The delineation of societal and biologic pathways, from proximate environmental causes (maladaptation to urbanization) to primordial risk factors (obesity), and primary risk factors (dysglycemia, dyslipidemia, hypertension) and clinical disease will facilitate development of interventions to mitigate the global rise of obesity, DM and CVD.
Project Overview:
We will establish urban and rural cohorts to track changing environments, societal influences on lifestyle, risk factors and CVD, utilizing periodic standardized data collection in multiple communities from 15 countries (Argentina, Brazil, Canada, Chile, China, Colombia, India, Iran, Poland, S. Africa, Sweden, Tanzania, Thailand, UAE, Zimbabwe) representing every major region of the world involving a total of about 120,000 individuals.
Phase 1
In Phase 1 (last 4 years) we developed and implemented the protocol in 5 states in India, (where 20,000 subjects have been recruited), and adapted the protocol to 5 other countries where pilot studies in 50 to > 1200 subjects have been done. Information was collected on medical conditions, demography, diet, physical activity, stress, and psychosocial factors. Anthropometric, BP and ECG measurements were made. Blood was collected and stored at -70 0 C. Country specific food frequency questionnaires have been developed and are being validated.
Phase 2
In Phase 2, a vanguard phase with the recruitment of about 1000 individuals from each country leading to further refinement of our protocol, will be undertaken (total numbers, including Phase 1 subjects of 35,000 people).
Phase 3
In Phase 3 an additional 90,000 individuals (half urban and half rural) will undergo detailed health assessment.

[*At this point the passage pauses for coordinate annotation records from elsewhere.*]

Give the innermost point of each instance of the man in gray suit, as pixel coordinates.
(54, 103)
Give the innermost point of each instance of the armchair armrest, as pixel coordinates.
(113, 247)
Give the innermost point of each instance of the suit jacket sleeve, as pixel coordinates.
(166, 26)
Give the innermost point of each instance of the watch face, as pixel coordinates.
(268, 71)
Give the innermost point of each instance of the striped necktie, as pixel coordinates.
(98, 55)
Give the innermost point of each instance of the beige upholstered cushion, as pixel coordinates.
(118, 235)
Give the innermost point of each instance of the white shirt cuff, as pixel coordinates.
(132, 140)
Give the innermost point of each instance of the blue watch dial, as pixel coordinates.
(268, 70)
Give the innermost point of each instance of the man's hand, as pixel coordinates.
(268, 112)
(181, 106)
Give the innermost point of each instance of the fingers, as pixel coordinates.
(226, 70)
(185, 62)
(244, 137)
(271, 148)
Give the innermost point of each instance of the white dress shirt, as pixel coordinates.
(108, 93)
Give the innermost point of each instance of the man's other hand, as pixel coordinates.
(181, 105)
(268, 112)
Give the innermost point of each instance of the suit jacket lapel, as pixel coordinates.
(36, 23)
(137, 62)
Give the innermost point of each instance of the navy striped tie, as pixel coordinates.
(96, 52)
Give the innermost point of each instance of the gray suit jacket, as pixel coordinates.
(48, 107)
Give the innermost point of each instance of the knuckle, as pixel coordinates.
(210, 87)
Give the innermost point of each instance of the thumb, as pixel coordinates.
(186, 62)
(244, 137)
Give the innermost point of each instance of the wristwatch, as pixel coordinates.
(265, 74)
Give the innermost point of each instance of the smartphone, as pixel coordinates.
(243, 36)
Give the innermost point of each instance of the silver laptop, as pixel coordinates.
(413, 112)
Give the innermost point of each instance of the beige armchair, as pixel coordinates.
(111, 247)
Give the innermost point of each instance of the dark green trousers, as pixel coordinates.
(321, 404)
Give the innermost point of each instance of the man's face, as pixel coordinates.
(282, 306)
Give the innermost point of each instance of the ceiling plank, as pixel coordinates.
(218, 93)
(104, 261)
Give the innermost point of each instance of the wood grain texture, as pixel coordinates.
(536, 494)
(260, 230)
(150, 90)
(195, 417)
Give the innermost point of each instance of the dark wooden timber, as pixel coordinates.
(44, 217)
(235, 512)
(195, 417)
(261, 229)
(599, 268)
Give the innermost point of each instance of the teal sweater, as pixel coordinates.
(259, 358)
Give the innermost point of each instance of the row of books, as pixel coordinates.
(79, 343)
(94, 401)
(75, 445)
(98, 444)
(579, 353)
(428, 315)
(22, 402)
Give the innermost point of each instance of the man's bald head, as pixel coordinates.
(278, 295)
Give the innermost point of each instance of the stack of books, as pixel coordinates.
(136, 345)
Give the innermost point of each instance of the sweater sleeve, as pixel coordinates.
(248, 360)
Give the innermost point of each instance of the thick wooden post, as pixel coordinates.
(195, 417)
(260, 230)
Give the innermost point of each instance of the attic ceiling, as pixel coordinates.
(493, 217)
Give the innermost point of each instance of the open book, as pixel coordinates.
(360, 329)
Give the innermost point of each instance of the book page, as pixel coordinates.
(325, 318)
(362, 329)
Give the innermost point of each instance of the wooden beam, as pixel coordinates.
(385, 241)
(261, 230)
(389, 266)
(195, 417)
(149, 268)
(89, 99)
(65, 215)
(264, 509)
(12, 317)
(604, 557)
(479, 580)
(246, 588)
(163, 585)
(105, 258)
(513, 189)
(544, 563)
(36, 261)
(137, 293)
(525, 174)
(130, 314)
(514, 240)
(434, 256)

This information will allow cross-sectional analyses.
Phase 4
Phase 4 consists of follow-up of all subjects with periodic assessment for risk factors for 9 to 12 years to evaluate:
  1. whether societal changes influences lifestyles and risk factors,
  2. whether this leads to levels of obesity, diabetes, the INTERHEART score, and CVD rates,
  3. the relative contribution of individual (lifestyle) and community level factors (built environment, increasing mechanization, access to health care) to variations in risk factors and CVD rates.
    Our study can affect health strategies for prevention in Canada as well as globally by influencing policies and legislation related to urban development, nutrition and the environment, which affect health.